Claire McEachern, Believing in Shakespeare: Studies in Longing (Cambridge: Cambridge University Press, 2018), pp. 324.


How do we believe in what we see on stage? Is our engagement with person, plot and place shaped by broader structures of thought within a given culture? In the case of Shakespeare’s theatre, do the contours of Reformist thought play a part in how the playwright constructs his plays? For Claire McEachern, the answer to this last question is ‘yes’, although she is less interested in ‘what Reformation persons believed in than in how they believed in it’ (6). In this respect, McEachern follows in the footsteps of Debora Shuger who, nearly thirty years ago, coined the term ‘habits of thought’ to refer to the plural categories of interpretation that so mark religious debate in this period. In the intervening years, scholarship has broadened our frames of reference to consider – amongst other things – the intersections between religion and classical thought, colonialism, natural law, the passions, rhetoric and gender in literary culture. While the truism that religion informs nearly all aspects of human activity in this period may occasionally run the risk of banality, the richness of ongoing work in this field shows just how fertile this ground is. McEachern’s is undoubtedly a fertile book. While not everyone will agree with its premises or methods, it is a compelling and provocative account of why paying close attention to habits of thought can yield significant insights into how the early modern theatre compels belief.

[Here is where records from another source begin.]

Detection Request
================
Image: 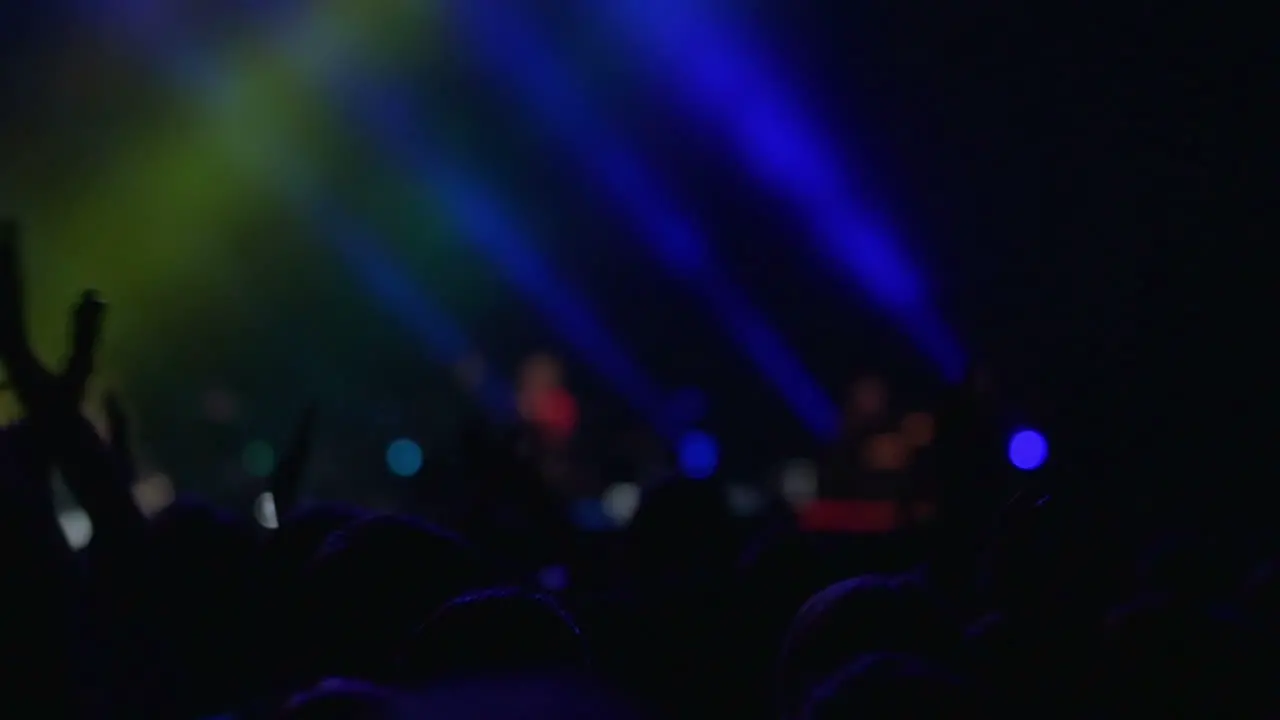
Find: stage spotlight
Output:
[1009,430,1048,470]
[387,438,422,478]
[680,430,719,480]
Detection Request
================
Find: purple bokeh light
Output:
[1009,430,1048,470]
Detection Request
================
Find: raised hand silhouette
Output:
[268,406,316,519]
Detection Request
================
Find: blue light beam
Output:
[453,0,838,438]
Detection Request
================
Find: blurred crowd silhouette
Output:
[0,224,1280,720]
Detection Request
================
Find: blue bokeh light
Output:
[1009,430,1048,470]
[387,439,422,478]
[680,430,719,480]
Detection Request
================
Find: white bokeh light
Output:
[600,483,641,525]
[133,473,175,518]
[253,492,280,530]
[58,507,93,550]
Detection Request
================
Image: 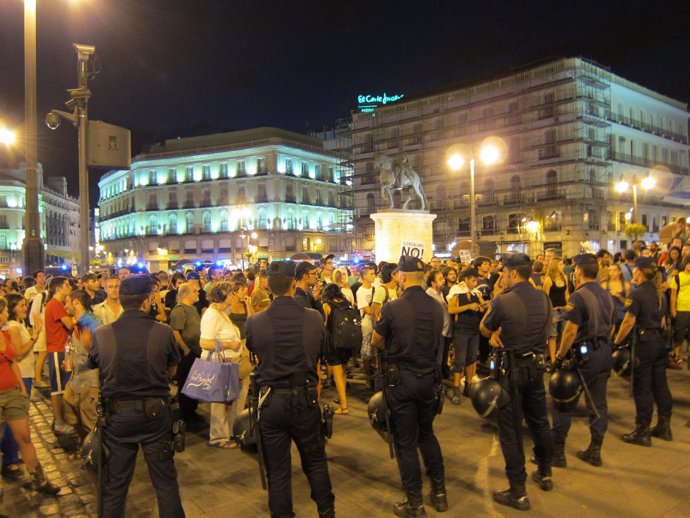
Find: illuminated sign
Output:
[357,92,405,113]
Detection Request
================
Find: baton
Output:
[378,349,395,459]
[575,367,601,421]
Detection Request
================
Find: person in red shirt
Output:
[45,277,74,434]
[0,297,60,496]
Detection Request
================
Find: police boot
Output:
[493,482,530,511]
[621,424,652,446]
[551,439,568,468]
[532,465,553,491]
[575,439,602,467]
[649,416,673,441]
[429,478,448,513]
[393,491,426,518]
[29,464,60,496]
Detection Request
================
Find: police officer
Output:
[247,261,335,518]
[89,276,185,518]
[480,253,553,510]
[551,254,615,468]
[372,255,448,517]
[614,257,673,446]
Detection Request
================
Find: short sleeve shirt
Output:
[45,299,69,353]
[170,304,202,355]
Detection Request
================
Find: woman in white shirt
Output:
[199,281,249,449]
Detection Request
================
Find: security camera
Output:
[46,112,62,130]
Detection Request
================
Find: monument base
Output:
[369,209,436,263]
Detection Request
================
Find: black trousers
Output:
[498,361,553,486]
[259,394,335,518]
[633,332,672,426]
[551,342,611,445]
[101,406,185,518]
[175,351,199,420]
[385,370,444,492]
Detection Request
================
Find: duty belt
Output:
[105,396,169,414]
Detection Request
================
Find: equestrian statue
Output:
[375,155,428,210]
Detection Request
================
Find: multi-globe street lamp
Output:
[616,174,656,223]
[446,137,505,257]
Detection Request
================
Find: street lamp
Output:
[447,137,505,257]
[616,173,656,223]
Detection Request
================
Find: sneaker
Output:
[53,423,74,435]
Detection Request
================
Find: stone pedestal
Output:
[370,209,436,263]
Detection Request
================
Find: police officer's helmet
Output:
[367,391,390,442]
[611,347,640,378]
[81,430,109,471]
[232,408,257,454]
[470,378,510,419]
[549,369,582,412]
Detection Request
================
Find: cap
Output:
[293,261,316,279]
[120,275,153,295]
[266,261,296,277]
[503,253,532,268]
[460,268,479,279]
[635,257,656,268]
[398,255,424,272]
[573,254,599,266]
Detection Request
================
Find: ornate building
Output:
[352,58,690,255]
[97,128,352,268]
[0,164,79,277]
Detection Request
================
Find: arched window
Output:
[546,170,558,199]
[367,192,376,214]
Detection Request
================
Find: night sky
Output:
[0,0,690,206]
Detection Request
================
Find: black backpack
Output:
[328,303,362,349]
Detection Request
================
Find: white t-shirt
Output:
[357,286,374,335]
[7,320,34,378]
[201,306,241,359]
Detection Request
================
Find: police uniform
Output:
[616,257,672,446]
[551,254,615,467]
[482,253,553,510]
[374,256,447,516]
[89,276,185,518]
[247,261,335,518]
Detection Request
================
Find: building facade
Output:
[352,58,690,255]
[97,128,352,269]
[0,164,79,277]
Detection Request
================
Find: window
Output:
[367,193,376,214]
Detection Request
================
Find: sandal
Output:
[208,441,237,450]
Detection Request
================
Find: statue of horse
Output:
[374,155,428,210]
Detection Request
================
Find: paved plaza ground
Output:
[4,371,690,518]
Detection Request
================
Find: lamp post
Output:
[616,174,656,223]
[447,137,503,257]
[22,0,44,275]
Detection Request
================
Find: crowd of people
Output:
[0,232,690,516]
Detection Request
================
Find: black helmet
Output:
[549,369,582,412]
[81,430,110,471]
[367,390,390,442]
[232,408,256,453]
[611,347,640,378]
[470,378,510,419]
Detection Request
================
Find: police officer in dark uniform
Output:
[551,254,615,468]
[371,255,448,517]
[614,257,673,446]
[247,261,335,518]
[480,253,553,510]
[89,276,185,518]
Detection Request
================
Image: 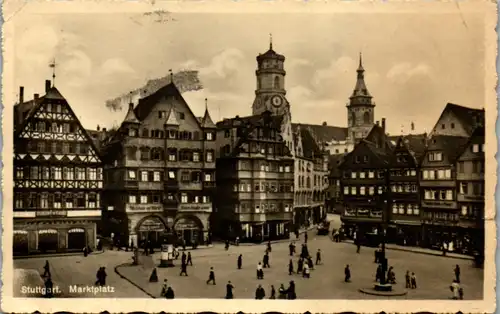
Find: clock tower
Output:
[252,38,289,115]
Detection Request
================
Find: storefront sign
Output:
[139,218,165,231]
[126,204,163,212]
[36,210,68,217]
[179,204,212,211]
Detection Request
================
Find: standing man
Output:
[207,267,215,286]
[226,281,234,299]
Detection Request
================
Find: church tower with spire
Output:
[252,37,289,115]
[347,53,375,144]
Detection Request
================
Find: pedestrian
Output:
[179,263,187,277]
[286,280,297,300]
[207,267,215,285]
[316,249,321,265]
[226,281,234,299]
[181,252,187,264]
[405,270,411,289]
[297,258,304,274]
[42,260,50,277]
[454,265,460,283]
[278,284,286,299]
[269,285,276,300]
[288,259,293,275]
[344,265,351,282]
[450,280,460,300]
[160,279,168,297]
[257,262,264,279]
[44,276,54,298]
[410,272,417,289]
[255,285,266,300]
[165,287,175,299]
[262,252,271,268]
[238,254,243,269]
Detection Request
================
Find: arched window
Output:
[274,76,281,89]
[363,112,370,124]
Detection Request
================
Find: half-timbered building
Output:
[13,81,102,254]
[103,83,216,246]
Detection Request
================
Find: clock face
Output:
[271,95,283,107]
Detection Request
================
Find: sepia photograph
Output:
[2,1,497,312]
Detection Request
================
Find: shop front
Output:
[174,216,204,246]
[136,216,168,247]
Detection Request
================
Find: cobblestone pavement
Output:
[115,232,483,300]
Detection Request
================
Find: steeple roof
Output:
[165,107,179,126]
[201,98,217,129]
[351,53,372,99]
[123,103,140,123]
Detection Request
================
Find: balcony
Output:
[422,200,457,209]
[179,203,212,213]
[457,194,484,203]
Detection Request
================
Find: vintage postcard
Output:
[2,1,497,313]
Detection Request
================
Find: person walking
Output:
[316,249,321,265]
[255,285,266,300]
[226,281,234,299]
[269,285,276,300]
[344,265,351,282]
[405,270,411,289]
[42,260,50,277]
[237,254,243,269]
[410,272,417,289]
[288,259,293,275]
[454,265,460,283]
[179,263,187,277]
[207,267,215,286]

Starting, then, with the premises: although in part one of the book she offers a fair and comprehensive conspectus of the ‘turn to religion’ in early modern scholarship, McEachern has little truck with the claim that Shakespeare’s theatrical practice is infused with Roman Catholic theology. She finds instead that the playwright’s methods for structuring his drama are informed by Calvinist soteriology. This concept refers to the decree of election and, in particular, to ‘the powerful notion that individual human salvation is known to God and must be conjectured about by human beings’ (7). Despite a vigorous pastoral debate about assurance and its concomitant signs in the period (the matter of chapter 2), within Protestantism true knowledge of one’s elect status can only be known after death when the individual comes face to face with their maker. While a number of critics (myself included) have made similar arguments about how soteriology shapes dramatic form, the originality of McEachern’s intervention lies in her ability to connect this soteriological principle to different aspects of Shakespearean dramaturgy. In Shakespeare’s plays, argues McEachern, true knowledge is invariably incomplete, conditional and partial. The precondition of belief is doubt: these terms are not antonyms. This principle is in keeping with the tenets of experiential Calvinism. While this system may not have offered believers unconditional assurance of election, the emphasis that it placed on affective self-examination is central to McEachern’s effort to recapture predestination in both its terror and its appeal for early modern people. Her argument that ‘it is the unavowedly, unabashedly interested conjecture from affective experience to celestial futures, an evidence-based practice distinct from faith, on the one hand, and confirmed knowledge, on the other’ (55) goes to the heart of her redefinition of belief in this book. Belief, for McEachern, ‘occupies the ground between faith and knowledge, toggling between them in pursuit of a hypothesis, until the moment of confirmation arrives that will convert the former into the latter’ (55). So when we encounter characters, situations or locations in Shakespeare’s plays, they produce in us a desire to recognise, to be assured, to know, that is never quite fulfilled. This ‘narrative structure informed by a tension between anticipation and delay’ (76) lies at the heart of Shakespeare’s dramatic practice.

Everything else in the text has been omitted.